In the days before Stonewall, when gay erotica was usually closeted under the guise of fitness magazines, you may have come across Demi-Gods, published by the Demi-Deux studio. A French import? Exotic, seductive, and maybe more legal than the American variety.
The Demi-Deux promoted the beauty of the male form itself. You don't have to pretend that you're looking for muscle-building tips. It's ok to gaze in awe.
You may have been surprised to discover that the Demi-Deux was not a French studio. It was the work of Danny Fitzgerald, who lived in his parents' house in Carol Gardens, Brooklyn, and his model and collaborator, Richard Bennett.
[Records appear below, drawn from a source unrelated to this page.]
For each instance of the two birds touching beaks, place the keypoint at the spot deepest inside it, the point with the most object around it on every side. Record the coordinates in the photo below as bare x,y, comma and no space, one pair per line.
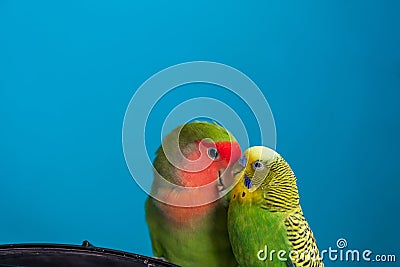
211,206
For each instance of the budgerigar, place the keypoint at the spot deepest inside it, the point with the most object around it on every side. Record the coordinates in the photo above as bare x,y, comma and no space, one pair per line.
265,216
195,235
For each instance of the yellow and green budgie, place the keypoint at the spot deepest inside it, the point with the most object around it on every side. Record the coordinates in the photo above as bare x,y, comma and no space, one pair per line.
265,221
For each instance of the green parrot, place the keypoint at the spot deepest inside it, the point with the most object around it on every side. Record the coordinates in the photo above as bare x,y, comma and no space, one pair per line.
186,216
265,222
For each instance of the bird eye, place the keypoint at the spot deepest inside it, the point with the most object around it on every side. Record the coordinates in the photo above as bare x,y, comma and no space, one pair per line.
258,165
212,153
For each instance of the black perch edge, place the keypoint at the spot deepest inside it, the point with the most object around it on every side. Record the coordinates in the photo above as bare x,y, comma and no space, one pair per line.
86,255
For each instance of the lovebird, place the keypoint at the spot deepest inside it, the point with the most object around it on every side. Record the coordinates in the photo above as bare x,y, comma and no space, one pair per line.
265,221
186,216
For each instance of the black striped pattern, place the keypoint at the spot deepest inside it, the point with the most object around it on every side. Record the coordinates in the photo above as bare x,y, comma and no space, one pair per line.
281,195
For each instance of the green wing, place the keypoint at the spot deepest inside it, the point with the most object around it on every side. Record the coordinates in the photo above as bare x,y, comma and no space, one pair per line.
302,240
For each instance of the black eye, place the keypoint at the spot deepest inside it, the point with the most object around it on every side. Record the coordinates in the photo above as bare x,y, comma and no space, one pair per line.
213,153
258,165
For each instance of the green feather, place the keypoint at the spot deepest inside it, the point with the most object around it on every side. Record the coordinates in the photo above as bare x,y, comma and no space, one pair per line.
202,242
270,215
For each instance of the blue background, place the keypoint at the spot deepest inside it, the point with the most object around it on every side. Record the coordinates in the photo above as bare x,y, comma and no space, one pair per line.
329,69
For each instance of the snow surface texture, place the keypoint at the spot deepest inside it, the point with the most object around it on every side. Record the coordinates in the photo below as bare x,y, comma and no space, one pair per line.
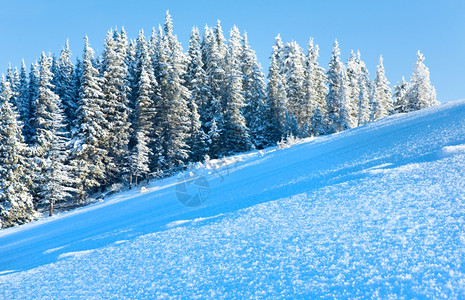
377,211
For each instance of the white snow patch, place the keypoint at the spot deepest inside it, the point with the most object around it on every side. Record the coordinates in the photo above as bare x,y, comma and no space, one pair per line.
6,272
121,242
452,150
75,254
53,250
177,223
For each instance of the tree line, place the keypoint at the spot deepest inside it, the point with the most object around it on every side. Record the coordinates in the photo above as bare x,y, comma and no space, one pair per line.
144,109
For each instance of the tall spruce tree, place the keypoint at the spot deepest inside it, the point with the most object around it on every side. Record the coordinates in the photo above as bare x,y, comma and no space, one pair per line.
399,92
196,82
90,156
52,178
143,112
338,106
115,107
235,136
173,114
276,97
381,98
315,91
34,75
23,103
353,73
364,84
253,85
65,85
294,77
211,114
16,205
421,93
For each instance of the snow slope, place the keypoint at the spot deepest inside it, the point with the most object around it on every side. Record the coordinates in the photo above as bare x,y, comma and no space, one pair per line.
377,211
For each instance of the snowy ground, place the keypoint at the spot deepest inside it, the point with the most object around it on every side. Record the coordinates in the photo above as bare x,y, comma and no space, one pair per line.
377,211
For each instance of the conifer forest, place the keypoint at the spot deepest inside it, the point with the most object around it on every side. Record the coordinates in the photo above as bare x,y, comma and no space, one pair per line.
146,108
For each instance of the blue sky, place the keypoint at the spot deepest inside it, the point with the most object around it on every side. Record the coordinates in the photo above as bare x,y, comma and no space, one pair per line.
396,29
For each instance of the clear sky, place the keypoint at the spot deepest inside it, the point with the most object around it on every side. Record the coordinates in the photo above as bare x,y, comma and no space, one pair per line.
396,29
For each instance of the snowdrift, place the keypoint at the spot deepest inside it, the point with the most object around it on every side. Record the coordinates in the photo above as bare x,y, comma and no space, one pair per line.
376,211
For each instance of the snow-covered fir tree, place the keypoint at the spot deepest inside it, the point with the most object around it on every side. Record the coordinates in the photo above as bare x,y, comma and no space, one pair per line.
294,78
52,177
338,106
90,156
253,85
16,205
364,83
315,91
210,107
115,107
421,93
381,99
353,73
143,112
399,92
33,92
196,82
172,114
276,99
235,136
65,85
23,103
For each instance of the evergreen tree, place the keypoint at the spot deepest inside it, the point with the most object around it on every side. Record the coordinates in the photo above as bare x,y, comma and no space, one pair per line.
210,107
364,84
338,108
381,99
421,93
143,112
253,84
16,206
89,154
23,103
315,91
33,92
276,101
115,107
400,101
294,77
52,179
65,85
235,137
353,73
196,82
173,114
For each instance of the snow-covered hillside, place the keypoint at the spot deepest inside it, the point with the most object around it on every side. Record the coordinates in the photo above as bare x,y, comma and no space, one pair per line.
376,211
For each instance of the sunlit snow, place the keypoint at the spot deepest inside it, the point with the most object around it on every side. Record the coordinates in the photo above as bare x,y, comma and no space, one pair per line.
376,211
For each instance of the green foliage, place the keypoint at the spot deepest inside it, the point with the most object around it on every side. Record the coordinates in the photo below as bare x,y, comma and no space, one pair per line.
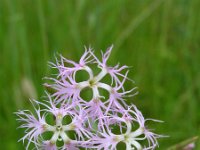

Born in 1920, Danny Fitzgerald photographed scenes of everyday life during World War II and the 1950s. Some of the subjects had their shirts off, adding masculine beauty to the scene.
In 1958, Scranton, Pennsylvania native Richard Bennett moved to New York to become an actor/model. He sent his portfolio to Danny Fitzgerald, who invited him to do a photo shoot. The two became lovers, and stayed together until Danny's death in 2000.
It was a new world. Allen Ginsberg described gay sex acts in "Howl," 1956. Truman Capote's Other Voices, Other Rooms, 1958, featured a gay teenager. Why not publish photos for an audience of open, out gay men?
Calling their studio Les Demi Deux, they published erotic photos in many of the gay-closeted physique magazines of the era, such as Physique Pictorial, The Young Physique, and Muscles A Go-Go, and, beginning in 1963, nude photos in their own Demi Gods.